26 TEMMUZ FIRSATI KAÇIRILDI
Dışişleri Bakanlığı’ndan yapılan yazılı açıklamada ise, tüzük taslağının hayata geçirilmesi için hiçbir adım atılmadığı belirtilerek “26 Temmuz’da yapılan AB Dışişleri Bakanları toplantısı bu anlamda değerli bir fırsattı, ancak bu da kullanılamamıştır” denildi. Dışişleri Bakanı Gül, “Gördüğümüz kadarıyla konsey hukukçularıyla, komisyon hukukçuları arasında bir anlaşmazlık var. Kıbrıslı Türkler AB’nin çağrısını dinlemişlerdi. Şimdi sıra AB’de. Sözünde durmalı” diye konuştu.

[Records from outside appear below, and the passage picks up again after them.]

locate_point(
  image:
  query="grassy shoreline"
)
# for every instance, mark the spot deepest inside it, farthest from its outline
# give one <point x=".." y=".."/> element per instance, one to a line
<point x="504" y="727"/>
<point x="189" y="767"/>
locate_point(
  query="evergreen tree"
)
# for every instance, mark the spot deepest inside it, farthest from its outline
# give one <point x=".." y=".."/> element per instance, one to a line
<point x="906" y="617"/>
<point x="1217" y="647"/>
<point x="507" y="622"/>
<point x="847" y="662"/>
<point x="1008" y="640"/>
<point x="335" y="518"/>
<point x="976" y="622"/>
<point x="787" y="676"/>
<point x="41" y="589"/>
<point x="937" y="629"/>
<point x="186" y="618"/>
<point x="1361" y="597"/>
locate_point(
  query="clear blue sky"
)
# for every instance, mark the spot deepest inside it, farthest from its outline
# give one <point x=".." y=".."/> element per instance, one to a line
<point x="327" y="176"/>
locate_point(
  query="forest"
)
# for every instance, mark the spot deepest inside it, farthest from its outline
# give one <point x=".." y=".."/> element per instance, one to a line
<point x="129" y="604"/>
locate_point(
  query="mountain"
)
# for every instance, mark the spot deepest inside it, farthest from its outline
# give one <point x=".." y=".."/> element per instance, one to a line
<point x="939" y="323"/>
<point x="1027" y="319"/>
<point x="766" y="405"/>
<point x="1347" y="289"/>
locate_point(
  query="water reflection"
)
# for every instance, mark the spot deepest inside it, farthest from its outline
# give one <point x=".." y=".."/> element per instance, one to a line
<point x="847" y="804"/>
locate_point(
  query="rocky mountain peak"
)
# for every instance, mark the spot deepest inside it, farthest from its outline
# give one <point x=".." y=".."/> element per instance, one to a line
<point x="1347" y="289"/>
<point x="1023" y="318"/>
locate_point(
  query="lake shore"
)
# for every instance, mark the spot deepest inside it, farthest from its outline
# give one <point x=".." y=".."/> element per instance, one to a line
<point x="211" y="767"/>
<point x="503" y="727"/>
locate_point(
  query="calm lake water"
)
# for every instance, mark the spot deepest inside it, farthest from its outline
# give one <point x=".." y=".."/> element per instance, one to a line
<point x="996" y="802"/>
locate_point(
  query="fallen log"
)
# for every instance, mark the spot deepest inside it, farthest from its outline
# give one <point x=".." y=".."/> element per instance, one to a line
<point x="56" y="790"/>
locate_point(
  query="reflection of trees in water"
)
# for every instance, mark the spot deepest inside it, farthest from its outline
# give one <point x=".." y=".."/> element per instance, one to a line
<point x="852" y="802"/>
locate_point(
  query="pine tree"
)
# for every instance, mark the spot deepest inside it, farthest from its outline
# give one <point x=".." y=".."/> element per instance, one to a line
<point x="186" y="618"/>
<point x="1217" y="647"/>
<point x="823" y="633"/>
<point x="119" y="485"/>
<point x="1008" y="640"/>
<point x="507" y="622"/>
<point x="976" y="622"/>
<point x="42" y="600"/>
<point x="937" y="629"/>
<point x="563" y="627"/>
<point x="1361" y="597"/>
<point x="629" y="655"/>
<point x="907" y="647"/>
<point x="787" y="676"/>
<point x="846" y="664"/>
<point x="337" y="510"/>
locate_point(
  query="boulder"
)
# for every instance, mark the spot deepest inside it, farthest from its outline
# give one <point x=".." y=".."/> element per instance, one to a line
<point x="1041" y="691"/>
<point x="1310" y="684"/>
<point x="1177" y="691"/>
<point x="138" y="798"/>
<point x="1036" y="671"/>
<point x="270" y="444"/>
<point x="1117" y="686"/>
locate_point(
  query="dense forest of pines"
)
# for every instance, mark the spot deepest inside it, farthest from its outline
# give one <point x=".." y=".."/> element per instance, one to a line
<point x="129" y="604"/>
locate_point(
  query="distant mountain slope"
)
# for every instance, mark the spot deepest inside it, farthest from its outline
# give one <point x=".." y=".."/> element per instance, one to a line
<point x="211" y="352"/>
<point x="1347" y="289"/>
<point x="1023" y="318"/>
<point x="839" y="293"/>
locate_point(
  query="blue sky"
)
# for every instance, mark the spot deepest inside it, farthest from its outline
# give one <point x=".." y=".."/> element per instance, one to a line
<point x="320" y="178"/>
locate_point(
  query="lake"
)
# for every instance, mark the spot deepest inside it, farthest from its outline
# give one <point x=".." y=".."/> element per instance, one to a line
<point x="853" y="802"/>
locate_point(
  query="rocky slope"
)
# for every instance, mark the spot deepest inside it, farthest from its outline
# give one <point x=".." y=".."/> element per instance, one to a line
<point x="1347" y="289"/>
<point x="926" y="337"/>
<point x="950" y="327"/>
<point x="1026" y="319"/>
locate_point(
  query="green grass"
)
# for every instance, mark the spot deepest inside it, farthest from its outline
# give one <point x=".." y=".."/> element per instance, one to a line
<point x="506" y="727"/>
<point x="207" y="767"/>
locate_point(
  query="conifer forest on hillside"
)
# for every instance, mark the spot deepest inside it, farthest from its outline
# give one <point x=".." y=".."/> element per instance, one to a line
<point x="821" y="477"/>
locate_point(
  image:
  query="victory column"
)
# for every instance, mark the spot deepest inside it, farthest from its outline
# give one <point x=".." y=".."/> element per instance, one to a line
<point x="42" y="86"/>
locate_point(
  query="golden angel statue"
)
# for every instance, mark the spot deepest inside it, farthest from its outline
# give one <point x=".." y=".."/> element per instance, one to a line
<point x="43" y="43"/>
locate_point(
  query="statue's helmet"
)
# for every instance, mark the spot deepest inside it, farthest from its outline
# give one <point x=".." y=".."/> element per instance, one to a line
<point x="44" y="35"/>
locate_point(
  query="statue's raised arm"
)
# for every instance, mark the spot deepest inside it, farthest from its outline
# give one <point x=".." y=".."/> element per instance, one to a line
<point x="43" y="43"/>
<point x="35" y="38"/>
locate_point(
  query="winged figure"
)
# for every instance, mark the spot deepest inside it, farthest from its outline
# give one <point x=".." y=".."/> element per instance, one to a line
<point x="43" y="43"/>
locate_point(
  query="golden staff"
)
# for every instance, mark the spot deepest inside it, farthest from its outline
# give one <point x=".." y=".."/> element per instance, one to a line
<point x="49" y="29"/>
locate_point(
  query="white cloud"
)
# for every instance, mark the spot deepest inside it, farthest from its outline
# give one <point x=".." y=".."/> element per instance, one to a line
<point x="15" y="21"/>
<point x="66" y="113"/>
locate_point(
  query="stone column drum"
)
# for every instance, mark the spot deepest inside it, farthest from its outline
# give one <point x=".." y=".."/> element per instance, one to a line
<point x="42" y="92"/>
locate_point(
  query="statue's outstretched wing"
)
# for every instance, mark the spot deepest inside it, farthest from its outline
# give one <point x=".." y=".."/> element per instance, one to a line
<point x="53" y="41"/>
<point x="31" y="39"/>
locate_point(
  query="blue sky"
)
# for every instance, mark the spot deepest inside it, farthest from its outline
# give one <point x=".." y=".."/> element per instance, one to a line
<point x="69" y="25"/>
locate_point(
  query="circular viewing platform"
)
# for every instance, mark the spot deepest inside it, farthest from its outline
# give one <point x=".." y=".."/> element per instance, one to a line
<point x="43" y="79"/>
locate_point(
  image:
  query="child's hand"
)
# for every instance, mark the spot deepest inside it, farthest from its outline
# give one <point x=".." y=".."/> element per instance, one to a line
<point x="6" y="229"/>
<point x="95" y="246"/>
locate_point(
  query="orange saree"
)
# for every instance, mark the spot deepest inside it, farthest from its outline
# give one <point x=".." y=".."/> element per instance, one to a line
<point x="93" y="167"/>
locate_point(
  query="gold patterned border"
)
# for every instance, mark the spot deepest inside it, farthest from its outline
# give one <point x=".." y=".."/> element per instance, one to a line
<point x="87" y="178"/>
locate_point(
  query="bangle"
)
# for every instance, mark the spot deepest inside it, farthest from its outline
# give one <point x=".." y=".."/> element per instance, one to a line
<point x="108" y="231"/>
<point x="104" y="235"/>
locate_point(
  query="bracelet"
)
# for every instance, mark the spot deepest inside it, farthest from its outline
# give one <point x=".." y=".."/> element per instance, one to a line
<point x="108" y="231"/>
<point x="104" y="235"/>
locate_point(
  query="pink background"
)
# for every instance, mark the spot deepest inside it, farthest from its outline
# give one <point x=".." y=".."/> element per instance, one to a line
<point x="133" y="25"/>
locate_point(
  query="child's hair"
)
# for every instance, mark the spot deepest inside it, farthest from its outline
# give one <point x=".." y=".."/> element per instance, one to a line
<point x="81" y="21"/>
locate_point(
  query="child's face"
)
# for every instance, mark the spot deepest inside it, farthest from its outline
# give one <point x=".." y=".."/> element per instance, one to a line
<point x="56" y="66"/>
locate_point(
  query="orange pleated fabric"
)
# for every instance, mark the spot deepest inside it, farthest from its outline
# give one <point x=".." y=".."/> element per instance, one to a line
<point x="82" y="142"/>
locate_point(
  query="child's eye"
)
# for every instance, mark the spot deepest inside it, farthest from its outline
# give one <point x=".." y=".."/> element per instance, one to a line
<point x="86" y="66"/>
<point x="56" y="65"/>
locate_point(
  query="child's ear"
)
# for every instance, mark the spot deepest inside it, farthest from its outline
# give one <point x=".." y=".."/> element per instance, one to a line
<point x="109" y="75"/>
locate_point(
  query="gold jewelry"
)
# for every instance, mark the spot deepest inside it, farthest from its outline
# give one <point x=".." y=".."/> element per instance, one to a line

KKTC’ye yönelik tecridin giderilmesi hususunda siyasi taahhütte bulunan AB, KKTC’yle doğrudan ticarete ve mali yardımlara ilişkin yürürlüğe konması gereken tüzük taslağını rafa kaldırdı. Bir önceki gün toplanan AB Dışişleri Bakanları tecridin kaldırılması sözünü verdikleri 26 Nisan tarihinden bu yana, Kıbrıs Türklerine yönelik ekonomik izolasyonun ortadan kaldırılmasını amaçlayan tüzük taslağının yaşama geçirilmesi konusunda hiçbir somut adım atmadılar. Sözkonusu tüzük taslağı yürürlüğe konmadığı sürece KKTC’deki tecrit devam edecek. AB Dışişleri Bakanları 26 Nisan 2004 tarihinde yaptıkları toplantıda tecridin giderilmesi hususunda siyasi taahhütde bulunmuşlar ve AB Komisyonu’nu, bu yönde öneriler sunmak üzere görevlendirmişlerdi. Tüzük taslağının yürürlüğe konması için AB’ye Üye Ülkeler tarafından onaylanması gerekiyor.
DIŞİŞLERİNDEN AÇIKLAMA
Öte yandan Dışişleri Bakanlığı enformasyon dairesi başkanlığı tarafından konuyla ilgili yazılı açıklama yapıldı. Açıklamada şöyle denildi: “AB Komisyonu’nun sunduğu taslaklar, KKTC’nin tecridinin giderilmesi yönünde başlatılan süreçte olumlu birer ilk adımdır. Ancak, AB Dışişleri Bakanları’nın nisan ayında aldıkları kararı hayata geçirmeleri şu ana kadar mümkün olamamıştır. 26 Temmuz’da yapılan AB Dışişleri Bakanları toplantısı bu anlamda değerli bir fırsattı; ancak, bu da kullanılamamıştır. Türkiye, tüzük taslaklarının bir an önce ve herhangi bir değişikliğe uğramadan yürürlüğe girişine büyük önem vermektedir. Ada’da yapılan referandumlarda çözüm yönünde irade sergilemiş olan Türk tarafının hiçbir şekilde haketmediği kısıtlamalarla karşı karşıya bırakılmasına son verilmesinin zamanı gelmiştir.”
“AB SÖZÜNDE DURMADI”
Önceki gün Sudan Dışişleri Bakanı Mustafa Osman İsmail ile yaptığı ortak basın açıklamasının ardından gazetecilerin sorularını cevaplayan Dışişleri Bakanı ve Başbakan Yardımcısı Abdullah Gül, AB’nin sözünde durması gerektiğini vurguladı. Gül, “Kıbrıslı Türkler AB’nin çağrısını dinlemişti. Şimdi sıra AB’de” diye konuştu. AB Konseyi’nin, komisyona Kıbrıs’taki tecridin kaldırılması için gerekli siyasi kararlar almak görev verdiğini hatırlatan Gül “Gördüğümüz kadarıyla konsey hukukçularıyla komisyon hukukçuları arasında bir anlaşmazlık var” şeklinde konuştu.